I’m trying to find a better introduction but since, I can’t? Hi! I’m Sheher Bano Zafar and I write. I write not because there lies aspiration to be a writer someday but because, it keeps me sane. I love the color silver, black and grey. I also realize that they fall under the same color tone. Whatever, I write is a result of my 3 a.m blues or insomniac depressive tendencies. I can’t write during the day. I’m addicted to caffeine and well, anything and everything (if I like it). Also, I suck at conversations. I bite my nails. Most of the time I’m clueless about the world around me. I love politics and youth activism. People tell me that art and politics don’t belong in the same mind, but I’m passionate about both.

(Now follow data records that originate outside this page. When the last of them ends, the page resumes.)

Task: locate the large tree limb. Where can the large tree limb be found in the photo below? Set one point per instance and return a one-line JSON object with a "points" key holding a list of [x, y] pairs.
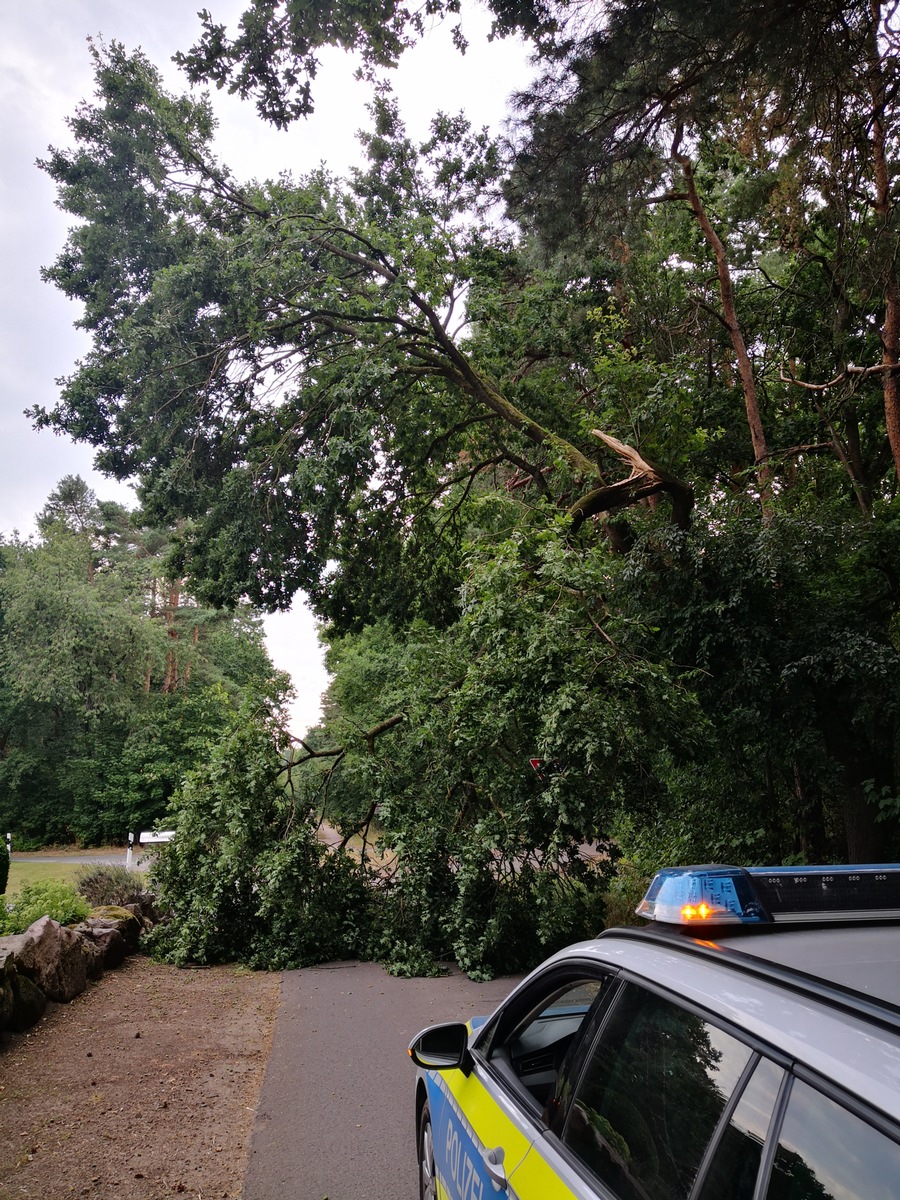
{"points": [[645, 480]]}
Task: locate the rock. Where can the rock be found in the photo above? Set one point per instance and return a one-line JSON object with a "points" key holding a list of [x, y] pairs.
{"points": [[105, 940], [93, 953], [52, 957], [29, 1003], [7, 970], [111, 916]]}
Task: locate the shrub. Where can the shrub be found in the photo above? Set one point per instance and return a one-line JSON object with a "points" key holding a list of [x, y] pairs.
{"points": [[625, 893], [105, 883], [49, 898]]}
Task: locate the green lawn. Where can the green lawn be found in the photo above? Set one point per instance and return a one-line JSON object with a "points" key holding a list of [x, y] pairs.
{"points": [[24, 870]]}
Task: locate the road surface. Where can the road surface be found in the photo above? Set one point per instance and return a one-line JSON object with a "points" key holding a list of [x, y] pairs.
{"points": [[335, 1119]]}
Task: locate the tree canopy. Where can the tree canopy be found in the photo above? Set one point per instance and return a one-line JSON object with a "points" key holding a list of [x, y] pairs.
{"points": [[113, 678], [585, 445]]}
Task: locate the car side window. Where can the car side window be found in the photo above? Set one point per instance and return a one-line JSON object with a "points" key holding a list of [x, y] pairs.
{"points": [[825, 1152], [531, 1049], [736, 1162], [652, 1096]]}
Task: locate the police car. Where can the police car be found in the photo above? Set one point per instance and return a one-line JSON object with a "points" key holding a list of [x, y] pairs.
{"points": [[745, 1045]]}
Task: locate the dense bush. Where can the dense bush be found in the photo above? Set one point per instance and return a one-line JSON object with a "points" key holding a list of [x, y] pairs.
{"points": [[105, 883], [48, 898], [245, 876]]}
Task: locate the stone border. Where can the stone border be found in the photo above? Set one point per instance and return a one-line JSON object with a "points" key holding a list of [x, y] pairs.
{"points": [[53, 961]]}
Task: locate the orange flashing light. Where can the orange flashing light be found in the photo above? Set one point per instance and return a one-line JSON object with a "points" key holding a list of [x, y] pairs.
{"points": [[697, 912]]}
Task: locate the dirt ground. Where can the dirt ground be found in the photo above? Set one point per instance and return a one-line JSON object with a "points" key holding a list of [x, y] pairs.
{"points": [[143, 1087]]}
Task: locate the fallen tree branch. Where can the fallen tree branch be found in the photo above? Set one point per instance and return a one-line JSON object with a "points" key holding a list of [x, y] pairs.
{"points": [[645, 480]]}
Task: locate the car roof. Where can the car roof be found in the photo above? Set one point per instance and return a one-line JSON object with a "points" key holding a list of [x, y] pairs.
{"points": [[849, 1037], [861, 958]]}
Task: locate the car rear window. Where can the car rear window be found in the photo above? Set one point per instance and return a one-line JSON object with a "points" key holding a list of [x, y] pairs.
{"points": [[652, 1096], [825, 1151]]}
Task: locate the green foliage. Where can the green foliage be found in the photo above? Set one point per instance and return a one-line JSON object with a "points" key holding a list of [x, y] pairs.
{"points": [[48, 898], [245, 876], [105, 883], [635, 517], [112, 679]]}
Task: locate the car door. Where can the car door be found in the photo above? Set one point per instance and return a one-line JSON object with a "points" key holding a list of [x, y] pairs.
{"points": [[486, 1120], [642, 1104]]}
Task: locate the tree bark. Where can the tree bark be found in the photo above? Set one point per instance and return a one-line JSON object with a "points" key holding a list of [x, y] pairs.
{"points": [[726, 294], [883, 207]]}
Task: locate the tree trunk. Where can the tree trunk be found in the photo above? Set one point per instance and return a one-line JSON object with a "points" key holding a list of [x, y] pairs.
{"points": [[861, 829], [726, 294], [883, 207]]}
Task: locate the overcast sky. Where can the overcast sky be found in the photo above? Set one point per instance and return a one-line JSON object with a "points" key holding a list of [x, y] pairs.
{"points": [[45, 71]]}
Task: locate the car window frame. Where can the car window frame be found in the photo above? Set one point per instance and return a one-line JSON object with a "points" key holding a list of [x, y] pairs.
{"points": [[509, 1017], [853, 1104], [587, 1047]]}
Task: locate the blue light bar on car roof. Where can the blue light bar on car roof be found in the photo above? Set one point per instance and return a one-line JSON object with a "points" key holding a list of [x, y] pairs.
{"points": [[756, 895]]}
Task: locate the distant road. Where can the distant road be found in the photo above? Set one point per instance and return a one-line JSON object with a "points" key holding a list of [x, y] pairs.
{"points": [[107, 857], [335, 1119]]}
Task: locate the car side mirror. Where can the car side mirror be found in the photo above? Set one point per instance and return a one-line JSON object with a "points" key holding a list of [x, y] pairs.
{"points": [[442, 1048]]}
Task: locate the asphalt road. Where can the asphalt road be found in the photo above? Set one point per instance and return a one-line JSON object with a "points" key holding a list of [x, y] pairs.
{"points": [[335, 1119]]}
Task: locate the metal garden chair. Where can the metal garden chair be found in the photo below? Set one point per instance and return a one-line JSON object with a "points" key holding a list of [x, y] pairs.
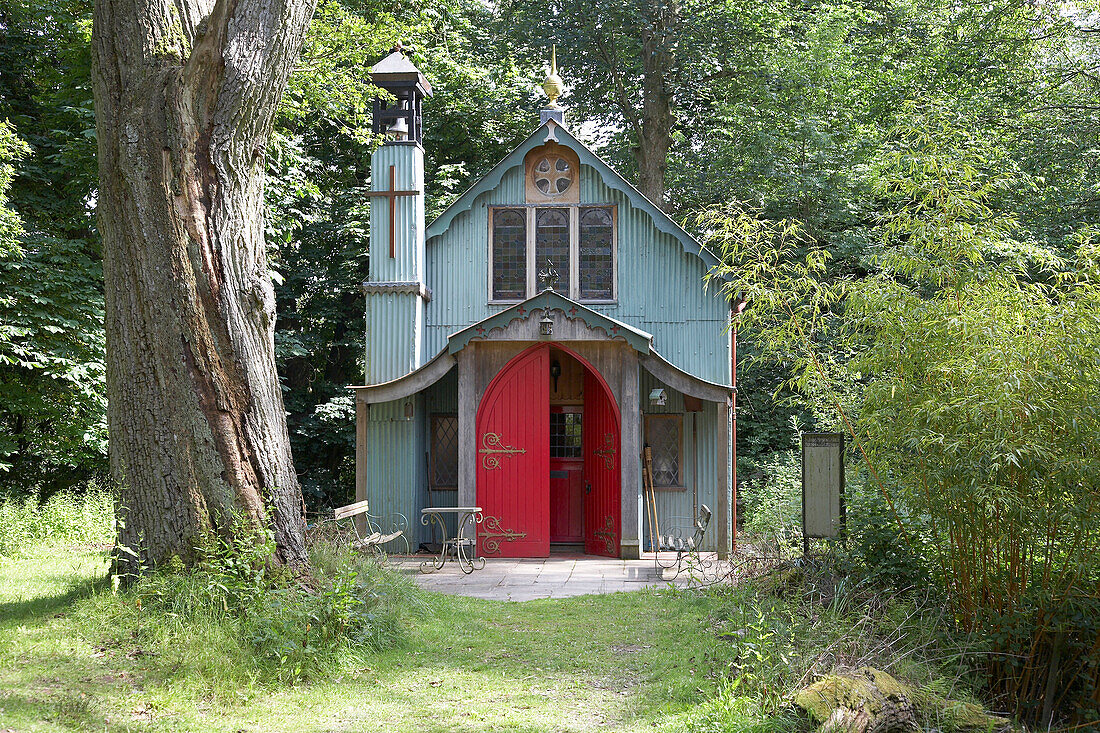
{"points": [[686, 548], [373, 532]]}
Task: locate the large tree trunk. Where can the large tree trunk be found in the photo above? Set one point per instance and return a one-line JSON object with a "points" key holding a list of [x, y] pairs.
{"points": [[656, 127], [185, 97]]}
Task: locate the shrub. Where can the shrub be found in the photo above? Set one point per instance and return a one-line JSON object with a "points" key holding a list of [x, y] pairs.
{"points": [[771, 504]]}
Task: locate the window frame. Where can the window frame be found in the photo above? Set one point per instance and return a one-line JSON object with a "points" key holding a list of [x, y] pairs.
{"points": [[574, 249], [433, 453], [648, 417]]}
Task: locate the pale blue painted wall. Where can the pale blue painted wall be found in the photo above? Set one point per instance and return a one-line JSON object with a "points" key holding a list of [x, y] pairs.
{"points": [[702, 468], [660, 285]]}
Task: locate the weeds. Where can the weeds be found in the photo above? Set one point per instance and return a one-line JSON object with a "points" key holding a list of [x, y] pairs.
{"points": [[801, 621], [237, 621]]}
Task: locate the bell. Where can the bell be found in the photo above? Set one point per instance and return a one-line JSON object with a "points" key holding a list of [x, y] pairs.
{"points": [[399, 130]]}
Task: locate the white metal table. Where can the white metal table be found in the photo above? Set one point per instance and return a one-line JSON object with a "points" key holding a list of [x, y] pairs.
{"points": [[459, 545]]}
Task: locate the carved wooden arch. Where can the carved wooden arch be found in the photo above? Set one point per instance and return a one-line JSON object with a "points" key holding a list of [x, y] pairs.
{"points": [[552, 152]]}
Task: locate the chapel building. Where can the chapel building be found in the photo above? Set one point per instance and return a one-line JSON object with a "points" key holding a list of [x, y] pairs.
{"points": [[524, 347]]}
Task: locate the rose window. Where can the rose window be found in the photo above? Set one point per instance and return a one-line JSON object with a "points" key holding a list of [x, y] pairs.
{"points": [[552, 175]]}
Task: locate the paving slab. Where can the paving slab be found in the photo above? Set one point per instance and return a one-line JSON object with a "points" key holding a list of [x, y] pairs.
{"points": [[527, 579]]}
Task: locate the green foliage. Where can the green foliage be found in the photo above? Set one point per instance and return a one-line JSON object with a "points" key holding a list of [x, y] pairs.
{"points": [[52, 405], [53, 422], [964, 367], [771, 498], [795, 623], [272, 624], [11, 151], [66, 518]]}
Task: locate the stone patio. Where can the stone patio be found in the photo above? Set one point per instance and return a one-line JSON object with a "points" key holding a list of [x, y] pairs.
{"points": [[558, 576]]}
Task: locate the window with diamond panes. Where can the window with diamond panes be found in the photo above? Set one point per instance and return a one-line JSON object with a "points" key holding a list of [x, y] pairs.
{"points": [[509, 254], [552, 175], [663, 437], [565, 435], [444, 451], [596, 266], [551, 244]]}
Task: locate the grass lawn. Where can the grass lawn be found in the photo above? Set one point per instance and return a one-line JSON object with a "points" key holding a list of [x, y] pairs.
{"points": [[626, 662]]}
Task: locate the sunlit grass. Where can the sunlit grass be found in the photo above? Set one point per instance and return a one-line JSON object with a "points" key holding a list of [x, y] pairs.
{"points": [[76, 654]]}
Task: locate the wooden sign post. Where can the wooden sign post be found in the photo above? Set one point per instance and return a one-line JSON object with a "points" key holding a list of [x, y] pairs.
{"points": [[822, 487]]}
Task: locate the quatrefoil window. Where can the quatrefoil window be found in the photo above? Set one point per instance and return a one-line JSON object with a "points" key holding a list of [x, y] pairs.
{"points": [[552, 175]]}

One day I might be drawing on a canvas or writing a story and the very next day I will be heading off to attend a summit on the role of youth at the United Nations. I have multiple people trapped in the same body. Each side does try to express itself, in minimal ways if not fully. I’m currently going through a rough patch in life. I guess, I’m adjusting to the world through multiple perceptions. I absolutely love talking to myself because an expert opinion is always required. Most of the time, I just play scenarios in my mind that would never happen. I’m very contradictory in my thought process and actions but it is okay, people get to be what they want to be as long as no other soul is hurt. Peace out!

2 responses »

  1. Loved this one we are all fighting our demons and some demons are bigger than others and harder to hold down. You have some great lines in this one. I hope this piece of writing is published. I like the line ‘I taste the madness in the air’. Also you had the perfect end to it. I love your writing! Keep up the good work!